I wanted to get married & am happy however I would be very careful if I was ever in the position to get married again as financially I wouldn't want to risk losing money.

covidsucker · 02/07/2021 19:44

I have never wanted to get married; I opted for a civil partnership as soon as it was legal for Hetero couples.

Legal protection without all the baggage of a marriage. We have twins and an older DC together.

We have sweet FA in assets though so that was never an issue Grin

Crankley · 02/07/2021 19:44

I couldn't have children and decided at the age of 15 that I would never get married. I had short as well as a couple of long term relationships but never married. I'm now in my 70s and as unlikely as it is that I would now be asked, the answer would still be no.

thepeopleversuswork · 02/07/2021 19:47

I think you'll get very answers to this question based on the demographics of the women you're asking.

Most unmarried women under the age of 40: maybe true.
Most women who earn less than their partners or want to stop working after kids: almost certainly true.
Most women who have been married once already: certainly not true.
Most women who earn more than their partners: most definitely not true.

Marriage is hugely oversold and most women feel under huge social obligation to get married. Once they've realised how badly it short-changes women the scales are likely to fall from their eyes. And once they're older and wiser, have been around the block and particularly if they are financially secure, I think women would have to be mad to put themselves through it again.

I also think that younger women these days (millennials and younger) are refreshingly savvy about it compared to older women and can see through the Disney lustre.
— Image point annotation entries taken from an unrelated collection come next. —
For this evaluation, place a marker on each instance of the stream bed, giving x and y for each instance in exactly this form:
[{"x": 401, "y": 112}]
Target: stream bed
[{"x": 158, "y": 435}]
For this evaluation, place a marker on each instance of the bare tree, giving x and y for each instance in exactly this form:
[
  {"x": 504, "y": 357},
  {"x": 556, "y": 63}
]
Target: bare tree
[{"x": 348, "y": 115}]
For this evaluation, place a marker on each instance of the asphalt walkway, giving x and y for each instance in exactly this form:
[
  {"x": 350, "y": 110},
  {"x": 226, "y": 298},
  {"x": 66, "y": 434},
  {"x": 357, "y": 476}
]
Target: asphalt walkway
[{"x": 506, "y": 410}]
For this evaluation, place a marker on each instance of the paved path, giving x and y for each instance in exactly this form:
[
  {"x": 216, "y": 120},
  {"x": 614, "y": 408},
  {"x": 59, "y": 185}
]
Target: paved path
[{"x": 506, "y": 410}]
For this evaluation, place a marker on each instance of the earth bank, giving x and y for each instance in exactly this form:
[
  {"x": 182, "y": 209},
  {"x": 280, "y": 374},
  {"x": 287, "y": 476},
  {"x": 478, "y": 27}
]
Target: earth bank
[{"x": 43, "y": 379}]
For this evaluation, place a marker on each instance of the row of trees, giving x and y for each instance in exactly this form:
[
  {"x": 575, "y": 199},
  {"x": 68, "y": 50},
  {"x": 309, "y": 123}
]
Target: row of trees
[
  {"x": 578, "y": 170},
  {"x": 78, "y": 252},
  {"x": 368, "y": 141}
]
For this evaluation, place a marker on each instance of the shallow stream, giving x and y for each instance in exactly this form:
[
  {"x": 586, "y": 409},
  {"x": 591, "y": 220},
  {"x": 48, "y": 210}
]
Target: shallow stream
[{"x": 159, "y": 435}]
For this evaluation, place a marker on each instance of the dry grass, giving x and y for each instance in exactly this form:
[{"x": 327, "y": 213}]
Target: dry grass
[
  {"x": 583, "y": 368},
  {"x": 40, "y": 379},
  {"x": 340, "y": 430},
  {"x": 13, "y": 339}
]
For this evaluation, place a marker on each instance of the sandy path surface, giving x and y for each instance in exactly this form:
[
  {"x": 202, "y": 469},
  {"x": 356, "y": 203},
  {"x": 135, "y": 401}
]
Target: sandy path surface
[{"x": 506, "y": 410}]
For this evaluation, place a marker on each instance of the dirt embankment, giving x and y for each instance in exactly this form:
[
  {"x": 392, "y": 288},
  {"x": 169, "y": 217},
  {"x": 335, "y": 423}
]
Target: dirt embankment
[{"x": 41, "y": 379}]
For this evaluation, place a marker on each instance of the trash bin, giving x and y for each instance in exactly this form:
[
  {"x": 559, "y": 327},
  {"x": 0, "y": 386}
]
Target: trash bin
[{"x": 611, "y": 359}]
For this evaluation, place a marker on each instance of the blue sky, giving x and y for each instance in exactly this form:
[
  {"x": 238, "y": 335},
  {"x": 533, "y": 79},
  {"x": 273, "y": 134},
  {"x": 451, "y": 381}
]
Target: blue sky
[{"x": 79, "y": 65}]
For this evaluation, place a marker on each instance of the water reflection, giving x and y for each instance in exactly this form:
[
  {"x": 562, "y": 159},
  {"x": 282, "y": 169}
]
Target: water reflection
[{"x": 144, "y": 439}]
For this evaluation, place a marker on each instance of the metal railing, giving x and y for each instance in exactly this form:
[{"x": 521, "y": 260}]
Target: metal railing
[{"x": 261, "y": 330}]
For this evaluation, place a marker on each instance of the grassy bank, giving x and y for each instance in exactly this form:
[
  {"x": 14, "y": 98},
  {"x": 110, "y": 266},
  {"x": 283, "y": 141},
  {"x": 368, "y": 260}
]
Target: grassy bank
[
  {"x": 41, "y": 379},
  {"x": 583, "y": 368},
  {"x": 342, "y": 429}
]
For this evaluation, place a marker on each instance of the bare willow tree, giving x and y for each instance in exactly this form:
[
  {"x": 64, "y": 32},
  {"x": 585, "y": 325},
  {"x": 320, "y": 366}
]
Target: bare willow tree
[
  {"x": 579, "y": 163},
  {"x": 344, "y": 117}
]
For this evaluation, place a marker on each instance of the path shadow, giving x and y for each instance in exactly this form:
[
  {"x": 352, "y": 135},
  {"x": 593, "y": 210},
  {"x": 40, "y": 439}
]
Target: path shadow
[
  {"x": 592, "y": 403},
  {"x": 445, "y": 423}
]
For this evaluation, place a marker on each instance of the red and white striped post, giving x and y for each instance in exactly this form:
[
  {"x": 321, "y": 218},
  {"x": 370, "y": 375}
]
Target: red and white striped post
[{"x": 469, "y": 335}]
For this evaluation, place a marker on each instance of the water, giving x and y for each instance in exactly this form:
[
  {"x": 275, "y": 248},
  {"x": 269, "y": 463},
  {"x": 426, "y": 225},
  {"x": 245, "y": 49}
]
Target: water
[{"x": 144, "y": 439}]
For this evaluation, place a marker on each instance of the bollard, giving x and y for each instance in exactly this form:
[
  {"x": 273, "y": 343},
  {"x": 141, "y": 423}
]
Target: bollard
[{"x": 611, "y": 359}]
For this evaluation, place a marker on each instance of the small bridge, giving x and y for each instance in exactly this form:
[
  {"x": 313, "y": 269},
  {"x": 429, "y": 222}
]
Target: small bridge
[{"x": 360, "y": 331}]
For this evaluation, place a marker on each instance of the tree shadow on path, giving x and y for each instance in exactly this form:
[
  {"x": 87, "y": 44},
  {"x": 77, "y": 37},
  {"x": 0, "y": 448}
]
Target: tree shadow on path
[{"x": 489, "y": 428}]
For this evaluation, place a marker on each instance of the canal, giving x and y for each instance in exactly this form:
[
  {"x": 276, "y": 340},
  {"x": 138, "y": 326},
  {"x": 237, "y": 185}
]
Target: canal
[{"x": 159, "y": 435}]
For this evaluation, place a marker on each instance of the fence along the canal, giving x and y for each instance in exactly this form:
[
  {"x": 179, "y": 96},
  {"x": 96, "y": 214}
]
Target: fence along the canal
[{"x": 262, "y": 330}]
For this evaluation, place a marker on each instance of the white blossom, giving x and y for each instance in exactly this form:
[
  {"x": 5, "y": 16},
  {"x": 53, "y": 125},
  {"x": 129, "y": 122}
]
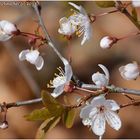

And praise be for that.

jesusmaryjosephandtheweedonkey · 02/07/2021 19:51

I've been with dp for 33 years and have 2 adult children.
I have never ever wanted to be married.
We have shared finances.
The children have my surname.
It's just not something I've ever wanted to do.
I'm always bemused by wedding vows and the cost of the wedding.
Each to their own but it's not for me

toocold54 · 02/07/2021 19:51

I don’t and never have but I think most women do. Not always because they want to but just because they think it’s the norm and it’s what should happen.